Communication-Efficient Byzantine-Resilient Federated Zero-Order Optimization
Afonso de Sá Delgado Neto, Maximilian Egger, Mayank Bakshi, Rawad Bitar
TL;DR
CyBeR-0 addresses Byzantine-resilient federated learning with memory- and communication-efficient zero-order optimization. It compresses a $d$-dimensional gradient into $k$ scalars via a shared seed for perturbation directions, and employs a trimmed-mean robust aggregator to mitigate adversarial updates, achieving convergence guarantees for convex losses under IID data. Empirically, CyBeR-0 matches or closely approaches non-Byzantine accuracy on MNIST and enables substantial communication savings (up to orders of magnitude) while fine-tuning RoBERTa-Large on NLP tasks under Byzantine attacks.
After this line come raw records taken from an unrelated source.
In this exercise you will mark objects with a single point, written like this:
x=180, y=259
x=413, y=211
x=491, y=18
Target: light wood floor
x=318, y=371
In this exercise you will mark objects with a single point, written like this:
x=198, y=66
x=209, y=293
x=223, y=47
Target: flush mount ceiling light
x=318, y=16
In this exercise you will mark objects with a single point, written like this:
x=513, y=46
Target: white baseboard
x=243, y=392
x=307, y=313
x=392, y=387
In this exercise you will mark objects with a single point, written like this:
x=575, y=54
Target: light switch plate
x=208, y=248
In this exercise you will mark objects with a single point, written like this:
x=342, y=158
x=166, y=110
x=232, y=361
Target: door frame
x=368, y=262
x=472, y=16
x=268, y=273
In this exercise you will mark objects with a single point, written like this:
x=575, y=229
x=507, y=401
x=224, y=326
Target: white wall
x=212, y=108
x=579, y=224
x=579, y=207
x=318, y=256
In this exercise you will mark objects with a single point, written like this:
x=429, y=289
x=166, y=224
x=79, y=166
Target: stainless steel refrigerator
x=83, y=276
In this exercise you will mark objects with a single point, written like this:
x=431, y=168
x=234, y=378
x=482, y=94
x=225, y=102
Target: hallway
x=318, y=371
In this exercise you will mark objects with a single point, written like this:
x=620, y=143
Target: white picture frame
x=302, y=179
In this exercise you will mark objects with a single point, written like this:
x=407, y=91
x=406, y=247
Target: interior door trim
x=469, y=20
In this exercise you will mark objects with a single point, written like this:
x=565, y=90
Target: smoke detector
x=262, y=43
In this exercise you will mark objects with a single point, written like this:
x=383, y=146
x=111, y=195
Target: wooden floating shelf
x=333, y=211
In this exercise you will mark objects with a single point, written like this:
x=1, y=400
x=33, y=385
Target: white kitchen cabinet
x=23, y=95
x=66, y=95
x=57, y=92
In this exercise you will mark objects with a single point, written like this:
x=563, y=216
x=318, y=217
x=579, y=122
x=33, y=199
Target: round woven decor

The work combines zero-order estimation, communication compression, and Byzantine robustness to enable practical, robust federated learning in resource-constrained environments.
Abstract
We introduce CYBER-0, the first zero-order optimization algorithm for memory-and-communication efficient Federated Learning, resilient to Byzantine faults. We show through extensive numerical experiments on the MNIST dataset and finetuning RoBERTa-Large that CYBER-0 outperforms state-of-the-art algorithms in terms of communication and memory efficiency while reaching similar accuracy. We provide theoretical guarantees on its convergence for convex loss functions.